Нам и в голову не приходило, что это такая знаменитость будет. Ну так, адвокатишко поганый, и только: прилизанный, примазанный, височки вперед, в коленкоровых воротниках, туго накрахмаленных; застегнут на все пуговицы, дрянь дрянью! Он жил у столяра и сжился с его дочкою — такая жирная француженка, что на редкость, молодая еще, да такая резвая, и не дурна! А мой Квириленко, как настоящий попович, очень любил толстушек. Ну, встречались на лестнице, начал с ней балагурить и хотя он был не более как лет эдак на девять меня моложе да и собою-то с рыла не то чтобы того, так что, пожалуй, и не лучше Робеспьера бы, но подарочками да тем и сем смутил толстушку, та и начала с ним амуриться.
Только одним вечером, меня дома не было, она и пришла к нему. Комнату заперли, сидят и амурятся. Вдруг, откуда ни возьмись, в самую критическую минуту из-за ширмы выходит Робеспьер. Он, должно быть, заранее как-нибудь забрался и спрятался. Та вскрикнула. Квириленко к нему.
— Что вам, милостивый государь, угодно?
— Я не милостивый государь, я просто гражданин, — отвечал он, — и не к вам, а к ней…
И кажется, что он хотел было ее граждански отдубасить. Но у Квириленки кулак был здоровый. В комнате никого, кроме их, не было, и он дал ему такого туза, что тот не захотел другого, стал сам же извинений просить.
Ну известно, наш брат русский отходчив, извинился и даже обещал всякие амуры прекратить, с тем чтобы только он ее не трогал за прошлое. Так и разошлись, казалось, по-приятельски. Только что же? Через неделю или две он нашел какого-то мерзавца и подговорил его подать донос якобинцам, что Квириленко переодетый священник-францисканец и прислан будто бы Римом — это хохол-то, православный попович, — смущать ихних аббатов не принимать присяги.
И что же вы думаете, из-за такого подлого доноса моего друга в сентябре зарезали в тюрьме, даже не спросивши ни разу, точно ли он из Рима, а он и по латыни-то знал чуть не одно слово: Dominus bobiscum!

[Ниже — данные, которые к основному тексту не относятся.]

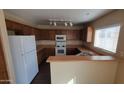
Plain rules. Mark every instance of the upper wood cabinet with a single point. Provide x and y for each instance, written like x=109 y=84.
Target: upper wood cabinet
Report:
x=52 y=35
x=89 y=34
x=46 y=34
x=3 y=69
x=13 y=25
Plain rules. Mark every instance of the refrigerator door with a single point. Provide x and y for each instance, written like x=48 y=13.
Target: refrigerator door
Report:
x=31 y=65
x=28 y=44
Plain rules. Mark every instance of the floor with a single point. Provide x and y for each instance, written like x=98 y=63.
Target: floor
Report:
x=43 y=76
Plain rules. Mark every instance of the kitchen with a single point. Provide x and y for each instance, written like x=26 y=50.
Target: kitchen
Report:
x=60 y=41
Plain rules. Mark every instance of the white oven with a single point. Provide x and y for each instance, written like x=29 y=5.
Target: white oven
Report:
x=60 y=45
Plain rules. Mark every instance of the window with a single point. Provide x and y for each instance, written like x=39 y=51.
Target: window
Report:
x=107 y=38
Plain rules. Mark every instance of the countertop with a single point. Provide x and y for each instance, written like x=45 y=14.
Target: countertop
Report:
x=79 y=58
x=74 y=58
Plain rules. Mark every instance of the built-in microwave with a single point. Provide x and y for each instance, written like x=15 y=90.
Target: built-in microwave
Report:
x=60 y=51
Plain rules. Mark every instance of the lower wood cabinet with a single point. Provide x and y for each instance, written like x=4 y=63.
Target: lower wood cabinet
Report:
x=72 y=51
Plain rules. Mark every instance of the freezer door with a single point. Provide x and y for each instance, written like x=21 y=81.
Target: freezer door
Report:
x=28 y=44
x=31 y=65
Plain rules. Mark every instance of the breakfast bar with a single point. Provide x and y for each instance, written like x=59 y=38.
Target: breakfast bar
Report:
x=82 y=69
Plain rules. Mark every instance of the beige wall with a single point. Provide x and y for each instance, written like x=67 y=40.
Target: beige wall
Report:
x=116 y=17
x=6 y=49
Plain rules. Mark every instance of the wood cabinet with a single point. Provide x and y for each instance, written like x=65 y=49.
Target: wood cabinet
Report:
x=89 y=34
x=46 y=34
x=72 y=51
x=44 y=53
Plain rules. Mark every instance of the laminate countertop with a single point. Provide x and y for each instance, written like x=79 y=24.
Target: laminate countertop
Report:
x=73 y=58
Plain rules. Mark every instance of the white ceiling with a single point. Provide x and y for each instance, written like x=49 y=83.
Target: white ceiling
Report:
x=41 y=16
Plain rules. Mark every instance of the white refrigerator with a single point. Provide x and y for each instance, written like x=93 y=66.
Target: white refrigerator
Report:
x=23 y=51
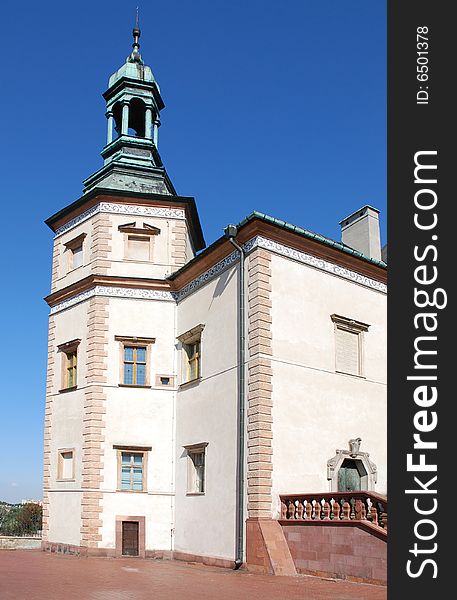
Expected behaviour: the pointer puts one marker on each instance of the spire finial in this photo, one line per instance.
(136, 56)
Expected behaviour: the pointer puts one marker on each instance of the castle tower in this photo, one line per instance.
(112, 374)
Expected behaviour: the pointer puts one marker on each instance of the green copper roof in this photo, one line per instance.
(313, 236)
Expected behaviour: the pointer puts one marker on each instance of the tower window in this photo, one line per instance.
(138, 247)
(135, 361)
(75, 252)
(65, 468)
(135, 365)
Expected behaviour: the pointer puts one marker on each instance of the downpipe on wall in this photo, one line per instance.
(230, 233)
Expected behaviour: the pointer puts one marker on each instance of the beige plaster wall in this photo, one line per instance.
(207, 412)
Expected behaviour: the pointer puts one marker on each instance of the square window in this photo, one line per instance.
(77, 256)
(135, 360)
(138, 247)
(132, 470)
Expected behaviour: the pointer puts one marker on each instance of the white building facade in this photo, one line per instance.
(160, 439)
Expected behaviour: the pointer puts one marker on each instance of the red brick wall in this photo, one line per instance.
(343, 552)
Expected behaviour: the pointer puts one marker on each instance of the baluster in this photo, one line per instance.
(346, 511)
(326, 511)
(309, 509)
(352, 503)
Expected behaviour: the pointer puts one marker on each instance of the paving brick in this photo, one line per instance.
(63, 577)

Когда я узнал, что все это штуки Робеспьера, по неволе взбесился как черт и хотел проколоть его именно как какую гадину. Он от меня, я за ним. Он успел спрятаться на чердак и там заперся. Я целые сутки караулил, но как он успел убежать и спрятаться, показываясь только по вечерам в клубе якобинцев, откуда его провожали целою толпою. В это время его сделали членом комитета общественной безопасности и он успел запрятать меня в тюрьму. Но я не боюсь его. Он слишком трусоват, чтобы предпринять что-нибудь решительное; разве подговорить кого сонным зарезать. Благодаря братьям иллюминатам у меня все же есть некоторая сила, и я надеюсь, что как теперь освобождаю вас, так после и освобожу и себя. Я бы, может, и давно себя и освободил, да расчету не было. Разорившись от революции, я рассчитывал революциею же и поправиться, а поправиться можно было только здесь, около аристократов. От них все же можно было кое-чем поживиться, а в Париже эти санкюлоты — голь хитрая. От них не вытянешь и сантима, да и без друга как-то ни на что рука не поднимается; так-то редко думаю, ну, убьют так убьют, туда мне и дорога…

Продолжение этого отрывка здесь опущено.